Die Band Tinariwen © Marie Planeille

Vier Männer in blauen Gewändern sitzen unter einem Baum in der Tuareg-Stadt Tessalit. Sie spielen auf Djemben und Gitarren eine bluesige Melodie. "'63 ist schon lange her, aber es wird wieder kommen. Die Spuren sind noch sichtbar", singt ein knochiger Gitarrist mit wilder Mähne.

1963 begann in Mali der erste Tuareg-Aufstand der Nachkriegszeit. Als die Franzosen sich aus ihren Kolonien in Nordafrika zurückzogen und die Sahara-Region allmählich die heutige politische Struktur annahm, war das Volk der Tuareg plötzlich zwischen vier Staaten zersplittert: Mali, Niger , Algerien und Libyen .
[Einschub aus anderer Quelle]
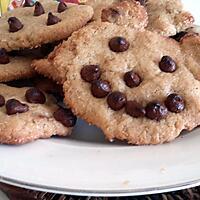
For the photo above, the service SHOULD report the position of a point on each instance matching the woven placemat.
(15, 193)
Unabhängig davon, wer im Laufe der Jahrhunderte in die Ödnis ihrer Urheimat eindrang – waren es die Pharaos, die Araber oder die europäischen Kolonialmächte – konnten die stolzen "Blauen Männer" der Sahara ihre Unabhängigkeit bewahren. Statt sich zu Beginn der sechziger Jahre in die neu entstandenen Staaten einzugliedern, griffen sie zu den Waffen, um ihre Kultur zu verteidigen – wie schon so oft in ihrer langen Geschichte.

1963 waren die Tuareg noch ein Nomadenvolk mit sehr einfachen Waffen. Die malische Armee hatte keine Mühe, den Aufstand in wenigen Monaten niederzuschlagen. Tausende Tuareg wurden getötet, inhaftiert oder nach Algerien und Libyen vertrieben.

In den Flüchtlingslagern keine Zukunft gesehen

Damals war der langhaarige Gitarrist, Ibrahim ag Alhabib, noch ein Kind. Der Aufstand hinterließ aber schon damals tiefe Spuren in seinem Leben. Nachdem sie die Rebellion zerschlagen hatten, durchsuchten die malischen Soldaten alle Dörfer um Tessalit, um die Anstifter ausfindig zu machen. Ibrahims Vater wurde von den Soldaten festgenommen und niedergeschossen.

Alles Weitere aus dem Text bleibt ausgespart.